No período de dezembro de 2012 a novembro de 2013, apenas o tratamento do chorume custou R$13.292.569,30.
Conexões
O Consórcio CG Solurb é formado pelas empresas LD Construções Ltda e Financial Construtora Industrial Ltda. Segundo as denúncias, as empresas fizeram aumento de capital “irreal e premeditado” em 2011.
A licitação foi lançada no ano seguinte. “Demonstrando que sabiam com antecedência ao próprio edital sobre as condições restritivas que seriam colocadas”, acusa a promotoria.
A Financial é de Antônio Fernando de Araújo Garcia. Enquanto a LD é de propriedade de Luciano Potrich Dolzan, casado com Ana Paula Amorim Dolzan.
Ana Paula é filha de João Amorim (dono da Proteco Construções) e sobrinha de Maria Antonieta Amorim Trad, que foi casada com o ex-prefeito Nelsinho Trad (PSD). Atual senador, Nelsinho era prefeito em 2012, quando foi firmado o contrato do lixo.
A então primeira-dama era sócia da empresa Areias Pantanal e recebeu empréstimo da sobrinha Ana Paula para pagar a compra da Fazenda Papagaio, localizada em Porto Murtinho.
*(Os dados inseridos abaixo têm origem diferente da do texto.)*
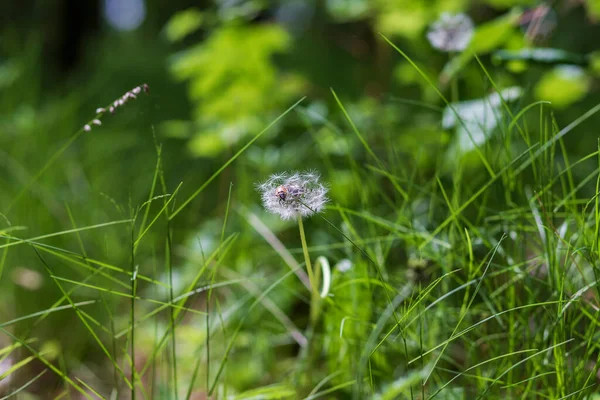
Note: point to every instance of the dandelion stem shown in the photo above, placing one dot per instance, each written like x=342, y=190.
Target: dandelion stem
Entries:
x=314, y=298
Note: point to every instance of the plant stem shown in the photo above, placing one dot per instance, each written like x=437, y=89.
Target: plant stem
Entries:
x=314, y=290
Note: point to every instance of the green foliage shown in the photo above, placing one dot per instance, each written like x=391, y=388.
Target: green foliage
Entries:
x=234, y=84
x=463, y=222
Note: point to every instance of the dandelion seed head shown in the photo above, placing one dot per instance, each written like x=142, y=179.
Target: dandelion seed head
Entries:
x=293, y=194
x=451, y=32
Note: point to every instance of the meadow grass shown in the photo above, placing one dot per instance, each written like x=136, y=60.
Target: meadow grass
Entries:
x=478, y=280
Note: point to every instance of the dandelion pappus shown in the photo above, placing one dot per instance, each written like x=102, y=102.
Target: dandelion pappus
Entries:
x=283, y=191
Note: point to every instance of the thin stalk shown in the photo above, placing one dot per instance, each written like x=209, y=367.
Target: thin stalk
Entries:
x=314, y=290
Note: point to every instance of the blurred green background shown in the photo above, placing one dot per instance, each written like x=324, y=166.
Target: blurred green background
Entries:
x=218, y=73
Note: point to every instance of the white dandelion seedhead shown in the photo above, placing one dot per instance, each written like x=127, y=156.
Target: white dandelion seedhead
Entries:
x=290, y=195
x=451, y=32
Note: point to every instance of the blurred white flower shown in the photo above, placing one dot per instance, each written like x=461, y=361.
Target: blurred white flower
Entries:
x=293, y=194
x=451, y=32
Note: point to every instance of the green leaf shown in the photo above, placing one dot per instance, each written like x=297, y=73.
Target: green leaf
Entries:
x=183, y=23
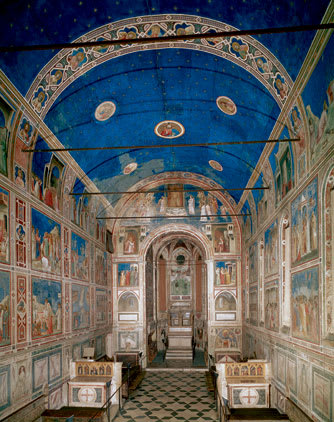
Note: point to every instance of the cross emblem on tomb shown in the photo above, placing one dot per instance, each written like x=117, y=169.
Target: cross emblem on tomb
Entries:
x=246, y=396
x=87, y=395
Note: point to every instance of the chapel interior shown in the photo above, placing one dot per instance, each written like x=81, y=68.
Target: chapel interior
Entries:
x=167, y=200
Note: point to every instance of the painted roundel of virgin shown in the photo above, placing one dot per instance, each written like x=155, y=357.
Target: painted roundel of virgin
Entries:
x=226, y=105
x=169, y=129
x=104, y=111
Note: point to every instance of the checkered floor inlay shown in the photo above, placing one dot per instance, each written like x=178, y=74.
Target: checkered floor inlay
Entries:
x=170, y=396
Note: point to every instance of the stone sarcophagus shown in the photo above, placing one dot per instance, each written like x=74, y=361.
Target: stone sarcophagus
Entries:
x=93, y=383
x=245, y=384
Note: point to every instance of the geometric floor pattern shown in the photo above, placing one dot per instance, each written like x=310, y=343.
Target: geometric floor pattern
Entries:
x=170, y=396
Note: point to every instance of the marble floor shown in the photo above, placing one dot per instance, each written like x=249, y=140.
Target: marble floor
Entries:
x=171, y=396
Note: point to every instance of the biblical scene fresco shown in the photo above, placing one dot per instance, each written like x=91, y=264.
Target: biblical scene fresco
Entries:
x=6, y=115
x=46, y=176
x=128, y=302
x=223, y=238
x=271, y=250
x=46, y=308
x=271, y=306
x=101, y=306
x=127, y=275
x=45, y=243
x=80, y=206
x=173, y=201
x=101, y=267
x=228, y=338
x=305, y=305
x=320, y=107
x=4, y=226
x=281, y=161
x=20, y=176
x=128, y=340
x=225, y=302
x=253, y=263
x=247, y=220
x=80, y=307
x=4, y=308
x=25, y=131
x=79, y=257
x=131, y=241
x=226, y=273
x=304, y=227
x=253, y=305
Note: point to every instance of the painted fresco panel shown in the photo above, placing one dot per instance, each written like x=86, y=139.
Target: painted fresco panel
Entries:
x=128, y=302
x=55, y=366
x=305, y=305
x=101, y=306
x=271, y=306
x=253, y=305
x=46, y=308
x=253, y=263
x=222, y=241
x=40, y=372
x=21, y=380
x=47, y=174
x=321, y=386
x=80, y=307
x=80, y=206
x=131, y=241
x=101, y=267
x=79, y=258
x=128, y=340
x=304, y=227
x=45, y=243
x=225, y=302
x=127, y=275
x=226, y=273
x=271, y=250
x=4, y=226
x=227, y=338
x=21, y=308
x=4, y=308
x=5, y=387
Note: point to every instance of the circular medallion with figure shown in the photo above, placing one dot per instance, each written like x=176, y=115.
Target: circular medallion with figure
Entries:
x=215, y=165
x=130, y=168
x=169, y=129
x=226, y=105
x=104, y=111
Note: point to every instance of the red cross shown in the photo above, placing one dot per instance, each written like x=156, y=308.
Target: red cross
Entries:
x=88, y=393
x=248, y=397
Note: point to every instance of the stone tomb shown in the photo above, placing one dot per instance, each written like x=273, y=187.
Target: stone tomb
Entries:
x=93, y=383
x=245, y=384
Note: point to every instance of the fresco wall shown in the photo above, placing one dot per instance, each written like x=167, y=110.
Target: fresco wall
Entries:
x=54, y=270
x=291, y=257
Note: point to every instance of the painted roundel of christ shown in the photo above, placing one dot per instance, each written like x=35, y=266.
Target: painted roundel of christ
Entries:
x=215, y=165
x=226, y=105
x=104, y=111
x=169, y=129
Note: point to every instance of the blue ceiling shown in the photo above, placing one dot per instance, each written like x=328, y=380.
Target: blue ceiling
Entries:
x=151, y=86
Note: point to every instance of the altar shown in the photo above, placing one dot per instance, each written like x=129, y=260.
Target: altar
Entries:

“A fazenda foi paga em prestações nos anos de 2011,2012, 2013, 2014 e 2015, com pagamentos efetuados por meio de cheques e de transferências bancárias saídas da conta da Sra. Ana Paula Amorim Dolzan. A Sra. Ana Paula recebeu este dinheiro da empresa requerida LD Construções e da empresa Proteco (propriedade de João Amorim). Assim, os pagamentos feitos pela compra da Fazenda Papagaio partiram, na maioria, da conta bancária de Ana Paula, que era alimentada pelos requeridos João Amorim e Luciano Potrich”, afirma a acusação.
Cancelamento e indenização
O juiz ordenou o cancelamento do contrato a partir de 10 de janeiro de 2022. Neste período, a prefeitura pode providenciar novo processo licitatório ou assumir o serviço.
A sentença também determinou bloqueio de até R$ 94 milhões para Antônio Fernando de Araújo Garcia, Luciano Potrich Dolzan, Nelson Trad Filho, Maria Antonieta Amorim Trad e João Alberto Krampe Amorim dos Santos.
No caso das empresas CG Solurb, LD Construções e Financial, houve ordem de bloqueio no mesmo valor, porém a decisão alcança apenas bens. Os condenados também deverão pagar R$ 80 milhões em danos morais coletivos.
“Considerando que as empresas necessitam de recursos financeiros para dar continuidade aos serviços públicos concedidos pelos próximos meses, não será efetuado o bloqueio de dinheiro em suas contas bancárias, mas, fica, até lá, proibida a distribuição de lucros, dividendos, juros de capital próprio ou qualquer outro valor financeiro aos sócios”, afirma o magistrado na decisão.
Reação
O procurador-geral do município, Alexandre Ávalo, informa que não foi intimado da decisão. “Vamos tomar conhecimento e avaliar a viabilidade de recurso”, afirma.
O senador Nelsinho Trad afirma que vai recorrer da sentença. “O edital de licitação e o contrato já foram exauridos pelo Judiciário e pelo Tribunal de Contas. A licitação foi acompanhada do inicio ao fim pelo Ministério Público e pelo TCE. Além disso, é o melhor serviço de concessão pública da cidade. Disparado em relação ao saneamento básico e ao transporte público. Ocorre uma tentativa de criminalização articulada por integrantes do Ministério Público e determinados juízes”.
O ex-prefeito de Campo Grande lembra que diversos tribunais já atestaram a legalidade do contrato e que estranha vê que membros do Ministério Público, que participou de forma ativa da construção do edital, inclusive com sugestões, todas atendidas pela prefeitura, “venha questionar a lisura do procedimento”, reforça Nelson Trad Filho.
O Consórcio CG Solurb também prepara recurso para derrubar a decisão. “Isso já foi julgado uma vez pelo Tribunal de Justiça. A empresa está tranquila e como o juiz assegurou o contrato, dá tempo de o TJ reexaminar e julgar”, afirma o advogado Ary Raghiant Neto.
O Campo Grande News não conseguiu contato com a defesa dos demais citados.